I'm trying to achieve performant record writes from pandas (or ideally Polars if possible) in a Python environment to our Apache Iceberg deployment (with hive metastore) directly, or via Trino query engine based on which is the most performant.
Given what I've already tried, my current record write throughput is still pretty rubbish. If someone can please point my head in the right direction of how to get performant write connections directly to iceberg (or via Trino if expected to work through a query engine)... as I'm also not seeing documentation for guidance.
My attempts as follows:
- Originally via Trino python package to parse the content of a pandas df into batches of sql syntax queries. - clunky and slowest
- Then digged and found a async Trino python package which would atleast allow me to make the calls with asyncio and benefit from call concurrency based on the number of trino workers deployed.

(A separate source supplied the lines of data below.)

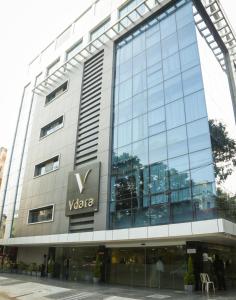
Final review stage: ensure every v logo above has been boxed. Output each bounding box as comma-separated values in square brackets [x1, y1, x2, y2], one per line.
[75, 169, 91, 194]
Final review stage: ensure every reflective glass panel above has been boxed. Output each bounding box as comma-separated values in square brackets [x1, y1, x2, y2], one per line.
[148, 106, 165, 135]
[119, 79, 132, 102]
[133, 71, 147, 95]
[167, 126, 188, 158]
[118, 121, 132, 147]
[187, 118, 211, 153]
[162, 33, 178, 59]
[133, 92, 147, 118]
[132, 139, 148, 166]
[149, 132, 167, 163]
[118, 98, 132, 124]
[182, 66, 203, 96]
[160, 14, 176, 39]
[133, 30, 146, 56]
[163, 53, 181, 80]
[133, 52, 146, 75]
[148, 84, 164, 110]
[178, 22, 197, 49]
[189, 148, 213, 170]
[180, 43, 199, 71]
[166, 99, 185, 130]
[150, 162, 168, 194]
[146, 43, 162, 67]
[176, 1, 193, 29]
[132, 115, 148, 142]
[169, 154, 189, 174]
[147, 63, 163, 88]
[164, 75, 183, 104]
[120, 59, 132, 82]
[184, 90, 207, 123]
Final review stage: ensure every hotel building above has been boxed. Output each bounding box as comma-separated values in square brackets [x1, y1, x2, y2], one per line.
[1, 0, 236, 289]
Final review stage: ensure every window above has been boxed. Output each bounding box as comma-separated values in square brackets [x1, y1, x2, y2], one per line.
[163, 53, 181, 80]
[66, 39, 83, 60]
[182, 66, 203, 96]
[184, 90, 207, 123]
[160, 13, 176, 39]
[46, 58, 60, 76]
[133, 71, 147, 95]
[176, 1, 194, 29]
[40, 116, 63, 139]
[119, 59, 132, 82]
[118, 98, 132, 124]
[90, 18, 110, 41]
[132, 139, 148, 166]
[45, 81, 68, 104]
[133, 92, 147, 118]
[189, 148, 213, 170]
[132, 114, 148, 142]
[164, 74, 183, 103]
[166, 99, 185, 130]
[149, 132, 167, 163]
[167, 126, 188, 158]
[28, 205, 54, 224]
[187, 118, 211, 153]
[148, 106, 165, 135]
[162, 33, 178, 59]
[180, 43, 199, 71]
[133, 29, 145, 56]
[117, 121, 132, 147]
[34, 156, 59, 177]
[148, 83, 164, 110]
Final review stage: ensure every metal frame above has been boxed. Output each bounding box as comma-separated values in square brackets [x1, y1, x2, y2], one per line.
[27, 204, 55, 225]
[32, 0, 168, 95]
[194, 0, 236, 71]
[32, 0, 236, 95]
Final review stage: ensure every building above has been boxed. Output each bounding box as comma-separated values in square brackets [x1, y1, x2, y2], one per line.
[0, 147, 7, 189]
[1, 0, 236, 290]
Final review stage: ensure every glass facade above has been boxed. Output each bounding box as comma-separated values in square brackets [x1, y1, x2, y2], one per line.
[109, 245, 185, 289]
[110, 0, 223, 229]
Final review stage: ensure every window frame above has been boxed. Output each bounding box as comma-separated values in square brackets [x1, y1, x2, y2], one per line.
[27, 204, 55, 225]
[45, 81, 68, 106]
[46, 57, 60, 76]
[34, 155, 60, 178]
[40, 115, 64, 140]
[90, 17, 111, 42]
[66, 39, 83, 61]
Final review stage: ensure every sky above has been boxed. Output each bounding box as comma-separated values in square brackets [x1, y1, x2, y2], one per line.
[0, 0, 236, 151]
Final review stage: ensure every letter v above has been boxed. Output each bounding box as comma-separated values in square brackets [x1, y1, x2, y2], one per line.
[75, 169, 91, 194]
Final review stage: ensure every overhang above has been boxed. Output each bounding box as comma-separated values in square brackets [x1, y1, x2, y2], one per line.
[1, 219, 236, 248]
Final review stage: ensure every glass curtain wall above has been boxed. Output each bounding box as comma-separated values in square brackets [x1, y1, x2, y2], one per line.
[110, 0, 218, 229]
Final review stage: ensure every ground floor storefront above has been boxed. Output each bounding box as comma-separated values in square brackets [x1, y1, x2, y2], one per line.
[1, 241, 236, 291]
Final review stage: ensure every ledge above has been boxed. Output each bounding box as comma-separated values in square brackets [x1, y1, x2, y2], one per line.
[1, 218, 236, 247]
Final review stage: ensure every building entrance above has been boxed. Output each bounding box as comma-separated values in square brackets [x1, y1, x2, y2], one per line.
[108, 245, 186, 289]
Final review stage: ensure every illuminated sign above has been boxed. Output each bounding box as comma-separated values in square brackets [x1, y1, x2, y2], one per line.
[66, 162, 100, 216]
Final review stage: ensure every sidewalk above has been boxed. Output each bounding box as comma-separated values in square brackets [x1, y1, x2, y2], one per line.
[0, 273, 235, 300]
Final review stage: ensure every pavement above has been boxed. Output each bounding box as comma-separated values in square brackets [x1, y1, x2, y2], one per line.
[0, 273, 235, 300]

- Utilized Trino's jdbc connector type, with underlying trino-jdbc.jar,and python's jaydebeapi package to see if a performance improvement can be expected with the underlying java runtime execution - data read successful, but write unsuccessful
- Iceberg direct connection via pySpark - connection issues described under this post
- pyIceberg as of version 0.4.0 still does not contain record writing functionality from what I could gather from documentation or digging in the package
- Stumbled onto this approach with pandas.to_sql() method - best so far but still not nearly enough
Through one communication thread I also read how a dataframe can be uploaded to S3 directly as parquet file format, then from there possible to link up with iceberg's relevant catalog table via meta data calls (makes sense compression transfer wise)... but also haven't been able to get working this way round
The code snippet of pandas.sql() via Trino is the only one worth sharing:
import warnings
# Ignore all warnings
warnings.filterwarnings("ignore")
import logging
logging.getLogger().setLevel(logging.DEBUG)

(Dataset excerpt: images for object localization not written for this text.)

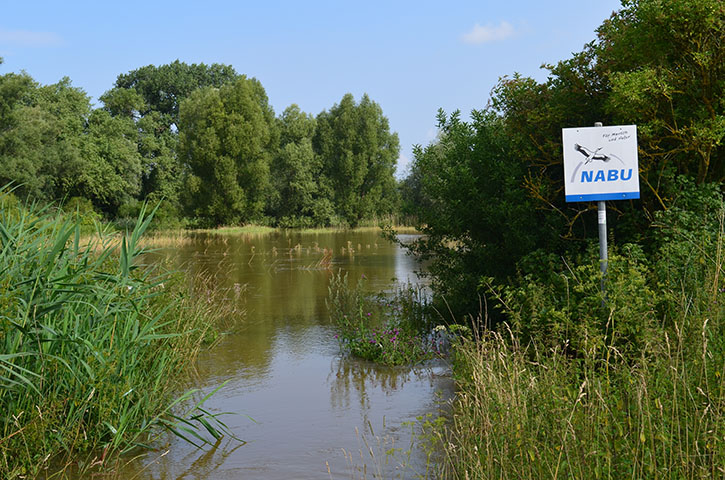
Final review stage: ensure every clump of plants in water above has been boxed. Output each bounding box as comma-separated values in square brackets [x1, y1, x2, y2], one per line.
[0, 191, 238, 479]
[327, 271, 434, 366]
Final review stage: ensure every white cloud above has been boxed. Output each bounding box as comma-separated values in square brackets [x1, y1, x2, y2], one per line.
[461, 21, 515, 45]
[0, 29, 64, 47]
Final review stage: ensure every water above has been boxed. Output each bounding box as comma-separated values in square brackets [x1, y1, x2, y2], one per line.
[121, 230, 452, 479]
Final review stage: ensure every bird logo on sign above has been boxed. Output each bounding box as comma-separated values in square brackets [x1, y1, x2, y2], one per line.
[570, 143, 625, 183]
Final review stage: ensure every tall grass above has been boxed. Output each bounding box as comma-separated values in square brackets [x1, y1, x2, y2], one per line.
[433, 199, 725, 479]
[0, 192, 239, 478]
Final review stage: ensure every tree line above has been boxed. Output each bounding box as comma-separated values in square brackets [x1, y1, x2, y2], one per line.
[0, 59, 399, 228]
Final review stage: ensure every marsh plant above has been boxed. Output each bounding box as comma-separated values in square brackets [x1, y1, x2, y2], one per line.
[428, 196, 725, 479]
[0, 192, 238, 479]
[327, 271, 433, 366]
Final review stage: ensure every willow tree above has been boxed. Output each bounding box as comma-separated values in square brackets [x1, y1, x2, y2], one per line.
[179, 76, 277, 225]
[270, 104, 334, 225]
[314, 94, 399, 226]
[101, 61, 240, 212]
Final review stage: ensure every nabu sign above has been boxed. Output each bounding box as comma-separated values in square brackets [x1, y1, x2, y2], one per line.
[562, 125, 640, 202]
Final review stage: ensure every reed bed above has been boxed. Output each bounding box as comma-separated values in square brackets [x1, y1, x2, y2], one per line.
[0, 195, 240, 479]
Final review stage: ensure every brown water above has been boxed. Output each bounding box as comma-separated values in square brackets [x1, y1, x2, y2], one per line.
[121, 230, 452, 479]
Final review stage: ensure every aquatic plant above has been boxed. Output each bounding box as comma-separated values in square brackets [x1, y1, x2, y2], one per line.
[327, 271, 432, 366]
[0, 192, 238, 478]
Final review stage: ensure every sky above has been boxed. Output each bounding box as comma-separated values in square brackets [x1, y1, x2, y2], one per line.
[1, 0, 623, 178]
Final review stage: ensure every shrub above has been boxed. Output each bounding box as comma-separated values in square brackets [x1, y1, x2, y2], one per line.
[489, 243, 656, 360]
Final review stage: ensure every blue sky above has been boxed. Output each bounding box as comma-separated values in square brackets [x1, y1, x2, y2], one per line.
[1, 0, 623, 177]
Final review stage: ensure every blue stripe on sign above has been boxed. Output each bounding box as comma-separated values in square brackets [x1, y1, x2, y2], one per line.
[565, 192, 640, 202]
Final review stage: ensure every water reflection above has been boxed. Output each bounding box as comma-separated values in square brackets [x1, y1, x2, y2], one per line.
[121, 230, 451, 480]
[329, 357, 449, 420]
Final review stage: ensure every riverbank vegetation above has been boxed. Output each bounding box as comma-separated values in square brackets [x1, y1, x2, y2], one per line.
[0, 191, 239, 478]
[431, 194, 724, 479]
[394, 0, 725, 478]
[0, 59, 400, 230]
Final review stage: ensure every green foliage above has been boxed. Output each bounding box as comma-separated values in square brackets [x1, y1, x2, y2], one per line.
[599, 0, 725, 185]
[492, 245, 656, 359]
[108, 60, 239, 124]
[650, 178, 724, 331]
[1, 63, 403, 229]
[179, 76, 277, 225]
[75, 109, 142, 213]
[60, 196, 102, 233]
[432, 194, 725, 479]
[0, 75, 143, 216]
[314, 94, 400, 227]
[327, 272, 432, 366]
[0, 192, 238, 478]
[0, 75, 86, 203]
[101, 60, 240, 217]
[269, 105, 330, 225]
[400, 0, 725, 324]
[403, 109, 552, 318]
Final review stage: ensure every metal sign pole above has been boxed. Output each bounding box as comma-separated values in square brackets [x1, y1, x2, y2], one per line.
[597, 199, 608, 302]
[594, 122, 607, 304]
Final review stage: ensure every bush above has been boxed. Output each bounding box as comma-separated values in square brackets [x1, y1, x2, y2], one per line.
[490, 243, 656, 360]
[433, 190, 725, 479]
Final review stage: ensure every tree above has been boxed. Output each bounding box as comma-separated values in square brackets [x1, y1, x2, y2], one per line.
[101, 61, 240, 213]
[75, 109, 142, 213]
[107, 60, 239, 126]
[179, 76, 277, 225]
[0, 72, 51, 200]
[269, 105, 335, 225]
[597, 0, 725, 189]
[404, 109, 549, 316]
[314, 94, 399, 226]
[401, 0, 725, 319]
[0, 75, 142, 214]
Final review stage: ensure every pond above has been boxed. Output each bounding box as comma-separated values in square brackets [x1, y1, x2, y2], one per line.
[121, 229, 453, 479]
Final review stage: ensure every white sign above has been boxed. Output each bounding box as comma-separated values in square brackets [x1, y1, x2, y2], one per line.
[562, 125, 640, 202]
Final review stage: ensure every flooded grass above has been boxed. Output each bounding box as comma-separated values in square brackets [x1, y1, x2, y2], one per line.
[194, 225, 278, 236]
[193, 225, 419, 236]
[0, 198, 241, 479]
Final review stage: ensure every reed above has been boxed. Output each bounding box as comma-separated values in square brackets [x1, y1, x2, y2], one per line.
[0, 193, 239, 478]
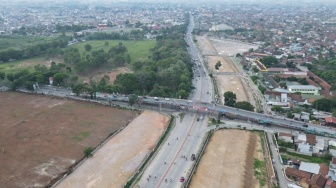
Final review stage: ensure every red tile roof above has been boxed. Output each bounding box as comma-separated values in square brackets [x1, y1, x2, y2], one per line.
[285, 167, 311, 179]
[325, 117, 336, 124]
[310, 174, 327, 188]
[306, 134, 316, 145]
[319, 163, 329, 177]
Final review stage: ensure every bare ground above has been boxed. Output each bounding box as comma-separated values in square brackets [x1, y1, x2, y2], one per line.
[55, 111, 170, 188]
[82, 67, 133, 84]
[209, 38, 259, 56]
[196, 35, 256, 107]
[189, 130, 263, 188]
[0, 92, 138, 188]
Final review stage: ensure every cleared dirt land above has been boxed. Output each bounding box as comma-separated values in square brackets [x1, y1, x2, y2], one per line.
[196, 35, 256, 106]
[209, 38, 259, 57]
[56, 111, 170, 188]
[189, 130, 265, 188]
[0, 92, 138, 188]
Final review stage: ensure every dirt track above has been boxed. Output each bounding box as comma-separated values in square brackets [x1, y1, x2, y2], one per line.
[189, 130, 262, 188]
[55, 111, 170, 188]
[0, 92, 138, 188]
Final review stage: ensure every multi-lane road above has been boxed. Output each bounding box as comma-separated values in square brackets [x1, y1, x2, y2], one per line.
[137, 15, 214, 188]
[5, 15, 336, 188]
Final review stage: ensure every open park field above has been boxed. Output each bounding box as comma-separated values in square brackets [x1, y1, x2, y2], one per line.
[189, 130, 267, 188]
[0, 92, 138, 188]
[0, 36, 53, 52]
[71, 40, 156, 63]
[0, 57, 63, 74]
[56, 110, 170, 188]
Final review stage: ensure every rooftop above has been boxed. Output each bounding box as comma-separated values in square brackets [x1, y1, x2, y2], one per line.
[285, 167, 311, 179]
[299, 162, 320, 174]
[288, 85, 320, 90]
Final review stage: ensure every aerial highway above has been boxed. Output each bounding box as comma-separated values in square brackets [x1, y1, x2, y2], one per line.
[5, 15, 336, 188]
[136, 14, 214, 188]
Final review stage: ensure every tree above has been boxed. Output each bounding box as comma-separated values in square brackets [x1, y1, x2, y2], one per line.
[84, 147, 94, 158]
[271, 106, 284, 112]
[0, 72, 5, 80]
[224, 91, 236, 107]
[286, 111, 295, 118]
[260, 56, 278, 67]
[128, 94, 138, 106]
[84, 44, 92, 51]
[215, 61, 222, 70]
[235, 101, 255, 111]
[104, 41, 109, 46]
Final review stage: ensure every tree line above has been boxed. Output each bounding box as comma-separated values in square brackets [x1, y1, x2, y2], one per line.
[71, 23, 194, 99]
[0, 37, 69, 63]
[2, 63, 77, 91]
[63, 42, 130, 73]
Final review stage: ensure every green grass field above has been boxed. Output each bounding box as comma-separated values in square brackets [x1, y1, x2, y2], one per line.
[0, 36, 53, 52]
[0, 57, 62, 74]
[71, 40, 156, 62]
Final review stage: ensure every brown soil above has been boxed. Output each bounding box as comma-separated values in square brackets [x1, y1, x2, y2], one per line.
[56, 111, 170, 188]
[189, 130, 262, 188]
[209, 38, 259, 56]
[0, 92, 138, 188]
[196, 35, 256, 107]
[82, 67, 133, 84]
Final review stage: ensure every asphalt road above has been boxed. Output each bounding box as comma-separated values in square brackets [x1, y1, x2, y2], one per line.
[137, 14, 214, 188]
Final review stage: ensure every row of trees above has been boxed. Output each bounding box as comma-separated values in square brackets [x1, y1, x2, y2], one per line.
[3, 62, 77, 91]
[304, 58, 336, 90]
[0, 37, 69, 63]
[69, 23, 193, 98]
[63, 42, 130, 73]
[224, 91, 255, 111]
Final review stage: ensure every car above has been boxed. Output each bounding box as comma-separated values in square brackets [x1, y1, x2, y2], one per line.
[143, 96, 148, 99]
[180, 177, 185, 183]
[165, 98, 170, 101]
[197, 117, 200, 121]
[154, 97, 159, 101]
[302, 124, 308, 127]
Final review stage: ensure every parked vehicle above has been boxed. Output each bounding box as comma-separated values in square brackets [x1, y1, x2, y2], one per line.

from sqlalchemy import create_engine
from trino.auth import BasicAuthentication
import pandas as pd
from datetime import datetime
trino_target_host = "..."
trino_target_port = 443
trino_target_catalog = 'iceberg'
trino_target_schema = '...'
def write_content(table: str, df, batch_size: int):
print(f"size: {len(df)}")
try:
start = datetime.utcnow()
engine = create_engine(
f"trino://{trino_target_host}:{trino_target_port}/{trino_target_catalog}/{trino_target_schema}",
connect_args={
"auth": BasicAuthentication("...", "..."),
"http_scheme": "https"
}
)
# chunksize = writing df in batches of size - saving memory
# method = instead of writing a single record at a time, 'multi' will insert multiple rows as 1 statement
output = df.to_sql(table, engine, if_exists='append', index=False, chunksize=batch_size, method='multi')
print(f"elapsed: {datetime.utcnow() - start}")
return output
except Exception as e:
if 'Request Entity Too Large' in str(e):
print(f"Batch size '{batch_size}' too large. Reduce size")
return None
print(f"failed: {e}")
return None
sample = df[:70000].copy(deep=True)
write_content('table_name', sample, 1000)
size: 70000
EXECUTE IMMEDIATE not available for trino.dp.iotnxt.io:443; defaulting to legacy prepared statements (TrinoUserError(type=USER_ERROR, name=SYNTAX_ERROR, message="line 1:19: mismatched input ''SELECT 1''. Expecting: 'USING', ", query_id=20230629_161633_03350_rptf8))
elapsed: 0:14:05.315631
This is very deployment-specific, but just to give a relative idea in comparison:
count | Read | write (batch = 1000) | write (batch = 1500) |
---|---|---|---|
10 | 3.67 / 3.7 / 3.6 secs | ||
100 | 2.9 / 4.0 / 2.8 / 2.2 sec | 4.4 / 4.2 / 4.1 secs | |
1000 | 2.2 / 3.8 / 2.4 secs | 11.2 / 11.2 / 11.0 secs | |
10 000 | 3.2 / 2.8 / 2.9 secs | 118.4 / 105.7 / 108.8 sec | 98.2 / 104.6 / 108.5 secs |
70 000 | 6.8 / 6.5 / 7.2 secs | 845.31 secs | |
140 000 | 9.8 secs |